Mais cette année, un marronnier en rencontre un autre, politique celui-ci, qui consiste à déplorer l’augmentation du nombre de lois, pour la combattre. Le Conseil fédéral vient en effet de rendre un rapport en réponse à un postulat PLR. On y disserte sur des propositions connues: supprimer une loi existante pour chaque nouveau texte, fixer une durée de vie aux réglementations, analyser plus précisément l’impact des actes adoptés. Le gouvernement conclut que tout ne va pas si mal, et qu’il s’engage fermement – tenez-vous bien – à «réexaminer ponctuellement le bien-fondé» des normes.
Deux fois plus de tracas, vraiment?
Voilà qui ne rassurera pas les postulants. Le document leur offre en apparence des arguments de taille: entre 1984 et 2015, le recueil du droit en vigueur dans notre pays a passé de 34 720 à 69 354 pages. Deux fois plus de lois, deux fois plus de tracas, nous dira-t-on, confondant au passage simplisme et simplification.
Pourtant les détracteurs de l’inflation législative sont aussi ceux qui nous serinent que le monde devient de plus en plus complexe de par la globalisation, la numérisation, l’accélération des échanges… D’ailleurs, souvent à raison. Faut-il alors s’étonner que la législation suive le mouvement? Avec une croissance de 130% en trente ans, c’est d’ailleurs le droit international qui s’est le plus enrichi (+74% pour le droit interne). Le repli sur soi serait la meilleure façon de réduire le corpus juridique…

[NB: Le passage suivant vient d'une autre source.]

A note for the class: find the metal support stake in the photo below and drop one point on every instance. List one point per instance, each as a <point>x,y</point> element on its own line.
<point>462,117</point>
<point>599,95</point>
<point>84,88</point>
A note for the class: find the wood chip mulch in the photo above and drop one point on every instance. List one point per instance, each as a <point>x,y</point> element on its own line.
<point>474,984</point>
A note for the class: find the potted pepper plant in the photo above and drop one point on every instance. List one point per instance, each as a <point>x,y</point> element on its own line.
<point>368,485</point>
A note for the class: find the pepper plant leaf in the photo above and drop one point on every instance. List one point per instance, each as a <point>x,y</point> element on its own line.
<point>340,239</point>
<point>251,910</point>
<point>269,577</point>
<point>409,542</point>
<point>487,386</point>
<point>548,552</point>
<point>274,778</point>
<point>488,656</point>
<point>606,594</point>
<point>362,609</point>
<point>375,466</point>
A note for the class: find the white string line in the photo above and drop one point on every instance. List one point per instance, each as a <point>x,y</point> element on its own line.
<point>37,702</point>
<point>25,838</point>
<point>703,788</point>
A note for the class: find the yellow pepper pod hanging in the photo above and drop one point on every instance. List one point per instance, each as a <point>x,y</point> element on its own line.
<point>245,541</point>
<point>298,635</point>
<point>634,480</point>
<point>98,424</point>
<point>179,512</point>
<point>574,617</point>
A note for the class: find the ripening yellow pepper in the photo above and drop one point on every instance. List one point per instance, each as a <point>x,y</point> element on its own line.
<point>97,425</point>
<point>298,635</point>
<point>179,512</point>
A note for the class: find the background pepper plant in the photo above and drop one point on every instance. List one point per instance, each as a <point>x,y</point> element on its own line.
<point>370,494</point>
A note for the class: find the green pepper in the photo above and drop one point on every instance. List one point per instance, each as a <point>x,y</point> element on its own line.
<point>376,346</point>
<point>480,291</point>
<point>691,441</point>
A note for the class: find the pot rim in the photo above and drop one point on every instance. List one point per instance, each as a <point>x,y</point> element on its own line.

Cette bataille masque les vrais enjeux. Oui, il faut mieux évaluer nos lois. Non, les obligations légales ne sont pas toujours simples, et, mal expliquées, elles compliquent parfois la vie des entrepreneurs, des citoyens ou des assurés. Améliorons-nous sur ces points. Mais une loi ne se résume pas à son nombre de pages. Rappelons donc aux chevaliers de la simplification législative que la réalité est parfois… plus complexe.